Autant de sujets brûlants. « En quittant le gouvernement sur ces six points, Benny Gantz poserait les éléments structurant sa vision de la politique étrangère d’Israël. Cela lui permettrait d’installer un clivage avec Benyamin Netanyahou. Il veut incarner une position centrale en le renvoyant à son alliance faustienne avec Ben Gvir et Smotrich », relève David Khalfa, de la fondation Jean Jaurès.

En cas de démission, Benny Gantz deviendrait probablement le leader de l’opposition, ravissant cette fonction à Yair Lapid. Cet ex-premier ministre, chef du parti Yesh Atid, avait refusé de rejoindre le gouvernement de crise. L’objectif de Benny Gantz serait alors de précipiter des élections – le mandat de Benyamin Netanyahou court jusqu’à l’automne 2026.

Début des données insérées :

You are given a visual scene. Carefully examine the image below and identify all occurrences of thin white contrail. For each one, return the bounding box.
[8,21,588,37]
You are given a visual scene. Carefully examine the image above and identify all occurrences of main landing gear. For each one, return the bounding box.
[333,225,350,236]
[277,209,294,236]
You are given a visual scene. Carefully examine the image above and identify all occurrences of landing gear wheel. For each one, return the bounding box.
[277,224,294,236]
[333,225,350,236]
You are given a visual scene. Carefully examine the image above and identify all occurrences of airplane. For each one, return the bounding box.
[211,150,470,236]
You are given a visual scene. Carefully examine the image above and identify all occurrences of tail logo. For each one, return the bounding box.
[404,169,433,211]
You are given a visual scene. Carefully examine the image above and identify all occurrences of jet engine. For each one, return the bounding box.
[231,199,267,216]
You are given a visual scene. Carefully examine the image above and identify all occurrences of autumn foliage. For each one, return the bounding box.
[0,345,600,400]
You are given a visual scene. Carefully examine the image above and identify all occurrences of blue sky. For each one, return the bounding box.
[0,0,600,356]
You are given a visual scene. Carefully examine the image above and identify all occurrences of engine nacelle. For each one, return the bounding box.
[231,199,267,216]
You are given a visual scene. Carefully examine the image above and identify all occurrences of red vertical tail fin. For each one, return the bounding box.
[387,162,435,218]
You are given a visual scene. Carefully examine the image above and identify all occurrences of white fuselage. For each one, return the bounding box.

Privé de cette présence relativement modérée au sein de son gouvernement, Benyamin Netanyahou se retrouverait condamné à ne gouverner qu’avec ses alliés de la première heure, à savoir deux partis ultraorthodoxes et deux partis sionistes religieux. Il ne risque pas de perdre sa majorité à la Knesset. Mais les positions radicales de ces encombrants soutiens pourraient le plonger dans une impasse. Pour les ultraorthodoxes, pas question de renoncer à l’exemption de service militaire dont bénéficient les « étudiants en torah ». Pour Itamar Ben Gvir et Bezalel Smotrich, la guerre dans la bande de Gaza est surtout une opportunité pour vider ce territoire de sa population palestinienne et y implanter des colonies israéliennes.